These csv files include data from over 16,400 ESEA matches, as well as around 1,400 ranked matches, from the game Counter-Strike: Global Offensive. All data was extracted from competitive matchmaking replays that were submitted to a site called csgo-stats. The author states that this data is meant for exploratory analysis.

The datasets provided include the following (where there are multiple files for some):
- **esea_master_dmg_demos:** each row is a damage entry in which one player (or world) has dealt damage to another
- **esea_master_grenades_demos:** each row is a grenade thrown entry in which one player has used a purchasable utility grenade
- **esea_master_kills_demos:** each row is a kill entry
- **esea_meta_demos:** each row is per round meta information (round winner, round time, etc) 
- **map_data:** in game map coordinates
- **mm_grenades_demos:** each row is a grenade thrown entry in which one player has used a purchasable utility grenade
- **mm_master_demos:** each row is a damage entry in which one player (or world) has dealt damage to another

Note: all files beginning with "esea" are from ESEA matches ranging from pugs to scrims that were scraped during a period of two weeks in August 2018. Here, the player ranks are unknown, but they are presumably high ranked pro players.<br>
The files beginning with "mm" are from matchmaking matches (ranked) with average ranks between gold nova 1 and legendary eagle master.

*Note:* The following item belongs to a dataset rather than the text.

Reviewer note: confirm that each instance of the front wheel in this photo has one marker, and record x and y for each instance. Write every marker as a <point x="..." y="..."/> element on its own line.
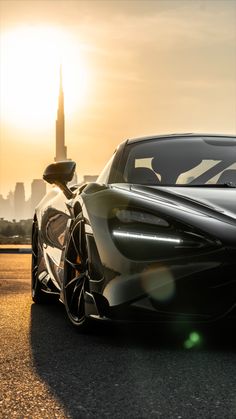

Some **background info** on how the game works: it is a tactical shooter that involves two teams of 5. The games consist of at most 30 rounds with two 15 round halves. For the first half, one team starts as the "terrorists" in which they must take control of one of the enemy team's (the "counter terrorists") bomb sites and plant a bomb. To win, the bomb must either explode (not be defused by the "counter terrorists") or the "terrorists" must eliminate the entire enemy team. For the "counter terrorists" to win the round, they must either eliminate all the "terrorists" or defuse the planted bomb. After 15 rounds, the two teams swap sides. First team to win 16 rounds will win the entire game.

---

## Insights <a name="insights"></a>

CS:GO is one of the most popular tactical shooter games. I have personally never played it, instead I am more familiar with Valorant, which is also a tactical shooter but with added agent abilities (each character has special abilities only available to them, similar to games like Overwatch). Since Valorant's release, naturally, there has been much debate about which game is better. I had originally hoped to analyze Valorant data, however, either because Valorant is too new of a game (3 years old) or Riot is very stingy with their data, I could not find sufficient data. I hope to use this data to see how similar these games are while also extracting new insights on the advantages and disadvantages of certain actions mid game. I believe the latter types of insights can also be very helpful for Valorant gameplay, since at the end of the day these are both tactical shooters with the same objectives and win conditions.

In particular, one of the biggest arguments against Valorant is that CS:GO's maps are designed better. In Valorant, some maps are known to be heavily defense sided, making it very hard for the team that starts on the attack side to win. The data downloaded also included images of CS:GO's official radar maps, and just by taking a quick glance at some of the maps, I do believe that CS:GO's maps are more balanced (i.e. around 50% win rate from both sides).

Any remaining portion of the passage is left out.